No, actually that's not true at all and such a statement oversimplifies the functionality provided by the XMLHttpRequest object (a misnomer in itself as the object is often used to exchange data formats other than XML like JSON and HTML). Anyone who's developed seriously using AJAX knows it's a lot more than just drag and drop or the manipulation of DHTML to create sexy interfaces. AJAX at its core is based on asynchronous messaging between the client and the browser.

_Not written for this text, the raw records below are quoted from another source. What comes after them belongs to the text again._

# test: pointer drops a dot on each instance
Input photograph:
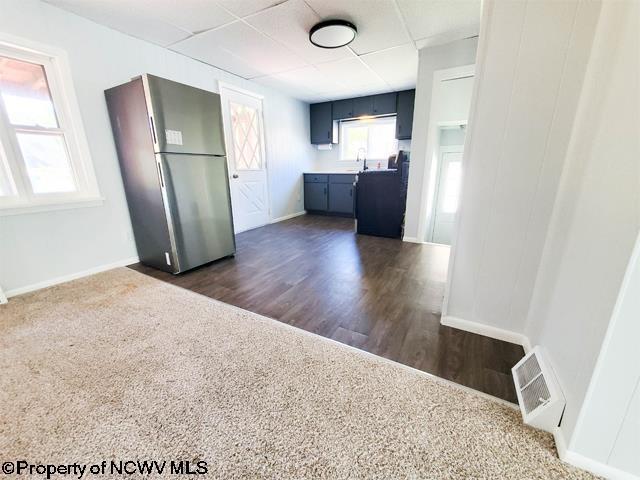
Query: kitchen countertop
(347, 172)
(333, 172)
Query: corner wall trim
(287, 217)
(487, 331)
(586, 463)
(72, 276)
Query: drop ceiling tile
(263, 55)
(127, 17)
(247, 7)
(307, 78)
(350, 73)
(290, 23)
(378, 22)
(439, 17)
(192, 15)
(447, 37)
(352, 92)
(396, 66)
(286, 88)
(195, 47)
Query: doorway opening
(448, 183)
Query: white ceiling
(267, 40)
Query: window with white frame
(373, 137)
(44, 159)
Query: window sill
(51, 206)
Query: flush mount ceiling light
(333, 34)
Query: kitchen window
(44, 158)
(375, 137)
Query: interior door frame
(426, 196)
(431, 224)
(222, 86)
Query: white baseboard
(287, 217)
(487, 331)
(411, 240)
(72, 276)
(585, 463)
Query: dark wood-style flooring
(377, 294)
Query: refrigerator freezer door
(184, 119)
(199, 207)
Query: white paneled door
(244, 135)
(447, 194)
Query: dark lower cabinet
(341, 198)
(316, 196)
(331, 194)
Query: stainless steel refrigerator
(170, 143)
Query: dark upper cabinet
(404, 118)
(384, 104)
(343, 109)
(362, 106)
(321, 123)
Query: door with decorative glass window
(244, 135)
(447, 194)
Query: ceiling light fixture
(333, 34)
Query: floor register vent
(539, 396)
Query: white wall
(596, 218)
(39, 247)
(531, 62)
(454, 54)
(608, 427)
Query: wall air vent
(539, 395)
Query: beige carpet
(121, 366)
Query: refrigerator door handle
(153, 130)
(160, 174)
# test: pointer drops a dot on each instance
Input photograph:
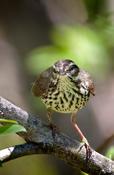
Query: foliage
(86, 45)
(10, 126)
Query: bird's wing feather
(41, 85)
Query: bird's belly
(65, 102)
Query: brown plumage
(64, 87)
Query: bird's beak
(92, 89)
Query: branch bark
(58, 145)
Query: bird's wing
(41, 85)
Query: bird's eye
(55, 70)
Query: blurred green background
(36, 33)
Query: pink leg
(81, 135)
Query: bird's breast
(64, 97)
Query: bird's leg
(82, 137)
(51, 125)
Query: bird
(65, 88)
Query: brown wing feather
(41, 85)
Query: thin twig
(60, 145)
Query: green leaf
(11, 128)
(8, 121)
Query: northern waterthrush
(64, 88)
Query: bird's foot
(53, 128)
(87, 147)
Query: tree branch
(59, 145)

While developers may use DHTML and CSS tricks to display the data exchanged in an asynchronous manner between browser and server, it's not the enabler of the interface, it's merely the presentation. Without the XMLHttpRequest object, AJAX is reduced to exactly what Mr. Bloomberg postulates: a library that enables rapid development of user interfaces. But they aren't interactive without the exchange of data on an asynchronous basis, they're just really pretty to look at and fun to click around in.

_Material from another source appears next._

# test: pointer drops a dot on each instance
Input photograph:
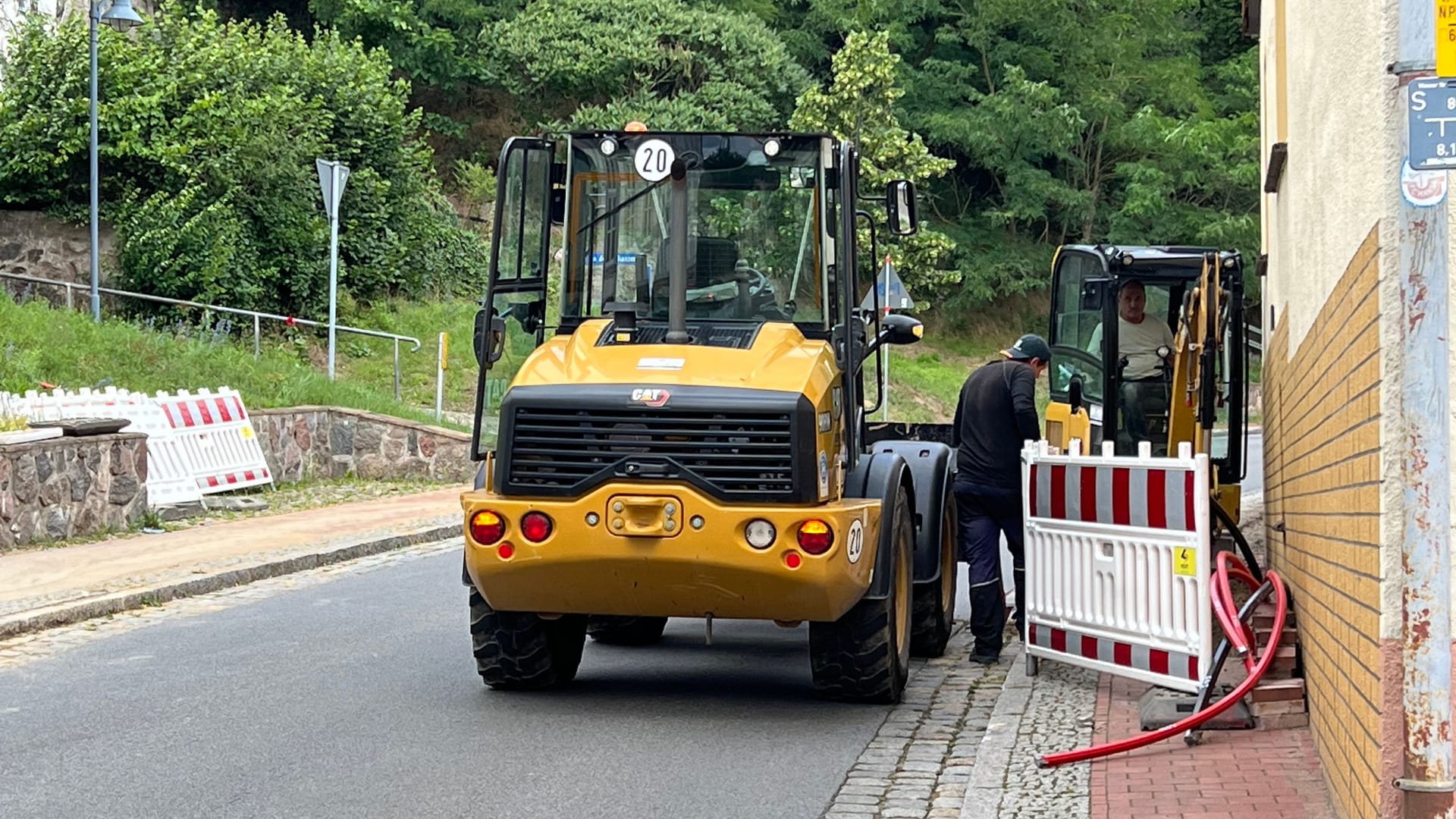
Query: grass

An old friend who is now at Network Computing and I were discussing whether you needed SOA for Web 2.0 (AJAX) just yesterday. And when it comes down to it, you don't need SOA to enable Web 2.0, though the marriage of the two certainly makes sense and businesses will derive the most value from using both technologies together.

It could be, and likely will be, argued that any script providing the back-end "services" for AJAX are necessarily SOA by their very definition. But that's only because the definition of SOA is so nebulous that just about any application based on the granular execution of specific business functions can be labeled as such. But that doesn't imply that said scripts comprise a fully implemented SOA. In fact, most of them are just that - single scripts that execute actions based on the query parameters coming from within an AJAX-based interface. Some are separated out into one script per call, which is closer to what most would define as a SOA, but as those scripts are rarely reusable and are generally developed based on the granular functionality of an interface and not business functions, they defy being classified as true SOA services. But the AJAX-based applications based on exactly this method of development are certainly more than just "drag and drop" interfaces. They're fully functioning, interactive applications.

So no, Virginia, you don't need a SOA for AJAX to provide value or enable an RIA. The lack of a robust SOA does not reduce AJAX to just a "drag and drop" library any more than the implemention of an AJAX-based application means you've deployed a SOA.